The traditional lecture style of teaching is exquisitely effective at knowledge transfer from instructor to student. Most science courses pair lecture with a laboratory component in which the students learn the hard skills of technique. The question emerges of where to include the teaching of analysis, teamwork, problem solving, graphic literacy, and application of information in science curriculum. Could a shift to include more active learning in the lecture promote critical thinking and science as a “way of knowing” (Moore, 1993) instead of as a body of disconnected facts?
For instructors to know their pedagogy is effective at skill-based education, they must include skill-based assessment in the course.
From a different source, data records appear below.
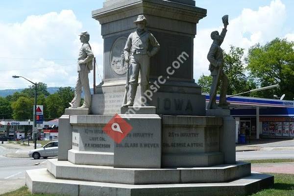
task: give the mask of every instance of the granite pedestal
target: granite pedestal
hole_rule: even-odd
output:
[[[193,79],[196,25],[206,14],[192,0],[108,0],[92,12],[101,24],[104,60],[93,115],[68,110],[61,117],[58,160],[49,160],[47,169],[26,172],[32,193],[245,196],[272,187],[273,176],[251,173],[250,164],[236,162],[234,120],[227,111],[206,111]],[[151,107],[138,107],[139,79],[135,107],[121,108],[126,70],[118,62],[141,14],[161,46],[150,61]],[[104,131],[117,113],[132,127],[119,142],[119,136]]]

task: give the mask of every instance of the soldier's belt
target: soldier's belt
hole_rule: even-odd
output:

One way to do this is to include skill-based assessment on exams. Further, for courses in which the dominant method of student assessment is exams, students perceive the test as the ultimate reflection of value in a course. Therefore, though we want to avoid the trap of “teaching to the test”; instructors should represent on the tests the material that they want the students to see value in. In short, assessment should match pedagogy (Crowe, Dirks, & Wenderoth, 2008).
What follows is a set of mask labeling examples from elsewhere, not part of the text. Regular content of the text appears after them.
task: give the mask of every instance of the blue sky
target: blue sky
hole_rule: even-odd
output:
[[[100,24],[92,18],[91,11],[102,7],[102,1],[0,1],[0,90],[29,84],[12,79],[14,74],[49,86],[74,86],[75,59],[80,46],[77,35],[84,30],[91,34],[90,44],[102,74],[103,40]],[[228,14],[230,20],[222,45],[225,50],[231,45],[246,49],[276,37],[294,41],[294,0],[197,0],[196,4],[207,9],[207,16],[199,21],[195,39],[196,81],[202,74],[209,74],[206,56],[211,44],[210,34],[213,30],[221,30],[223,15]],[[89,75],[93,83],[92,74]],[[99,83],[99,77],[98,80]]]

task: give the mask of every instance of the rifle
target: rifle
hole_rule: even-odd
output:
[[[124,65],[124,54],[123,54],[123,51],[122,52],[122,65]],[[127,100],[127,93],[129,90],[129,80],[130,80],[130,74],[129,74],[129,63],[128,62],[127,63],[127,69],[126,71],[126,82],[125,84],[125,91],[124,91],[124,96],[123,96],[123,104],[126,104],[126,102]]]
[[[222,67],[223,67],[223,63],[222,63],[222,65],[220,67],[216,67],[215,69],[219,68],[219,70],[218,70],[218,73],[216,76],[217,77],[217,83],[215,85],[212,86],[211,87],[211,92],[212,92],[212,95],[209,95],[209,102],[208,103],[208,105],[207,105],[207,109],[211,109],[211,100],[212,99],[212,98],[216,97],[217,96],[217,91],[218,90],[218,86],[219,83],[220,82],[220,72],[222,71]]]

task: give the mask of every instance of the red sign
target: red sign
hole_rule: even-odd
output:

One of the many ways that exams can be used to assess cognitive skills is by applying Bloom’s taxonomy categories to exam questions (Bloom et al., 1956/1964; Crowe et al., 2008; Lauer, 2005). The skills of memorization, recall, and understanding are generally considered lower order cognitive skills (LOCS), whereas the critical thinking skills of application of knowledge, data, or graphical analysis and deeper conceptual understanding are considered higher order cognitive skills (HOCS; Crowe et al., 2008). To the goal of matching assessment to pedagogy, if the students understand that skill-based assessment is on their exams, they see improvement of their critical thinking skills as an educational goal. Adding Bloom’s categories to exam questions can therefore be beneficial both for the students as well as for the instructor.
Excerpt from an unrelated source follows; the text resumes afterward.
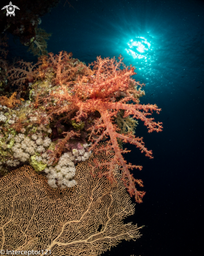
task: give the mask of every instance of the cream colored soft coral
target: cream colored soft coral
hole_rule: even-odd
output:
[[[76,185],[73,179],[76,170],[74,160],[75,158],[70,152],[65,153],[55,167],[50,166],[45,169],[44,172],[47,174],[47,183],[51,187],[65,188]]]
This study took place at a large R1 institution with approximately 14,000 enrolled undergraduates in the northeastern United States. Data presented here will compare two introductory biology courses. The central course examined (Introductory Biology for Allied Health Students) is open to allied health majors and nonmajors (students majoring in nonscience fields). Of the 155 total students enrolled, 23% were nonscience majors and 77% were allied health majors. This course involved 3 hours of lecture per week and one 2-hour laboratory session that met 10 weeks of the semester. A course used for comparison is open to students majoring in biology and other science fields. This course enrolled 312 students and involved 3 hours of lecture and 3 hours of lab per week. The majority of enrolled students in both courses were in the first year of their college education.
These courses employed the digital exam platform, ExamSoft. This tool allows for digital exams to be built and deployed via their website; the encrypted exam file then appears within an app on the student’s device. Exams are taken via the app, and scores and feedback are distributed to students. The novel feature of the ExamSoft platform is the ability for the instructor to tag the question with category tags as designated. In these courses, instructors utilized both content tags (i.e., cellular respiration) as well as Bloom’s taxonomy tags (Bloom’s categories assigned consistent with criteria outlined in Crowe et al., 2008). When the students receive their scores, they also receive a detailed report, called a Strengths and Opportunities report, which gives them their average performance by category. Average results for the class were discussed in the lecture meeting immediately after the exam, and general recommendations and feedback were issued to the class as a whole. In addition, the instructors offer individual appointments available to the students throughout the semester, and many students utilized these appointments to discuss their Strengths and Opportunities report and receive recommendations for alternative study strategies to strengthen performance in individual Bloom’s categories (Crowe et al., 2008).
The instructors received both individual student data as well as course average data of performance by category.
After each midterm exam the students were given a detailed report of their performance by Bloom’s category. In lecture, the instructors discussed the class average results as well as presented suggestions for study methods to improve performance in HOCS (Crowe et al., 2008). The instructors made a concerted effort to model HOCS in lecture by demonstrating graphic and data analysis and application of course material to new situations. Despite these efforts, the results of the midterm exams were consistent, with declining student performance on HOCS (Figure 1A). The difference between average performance on HOCS questions was significantly lower than average performance on LOCS (p = .03).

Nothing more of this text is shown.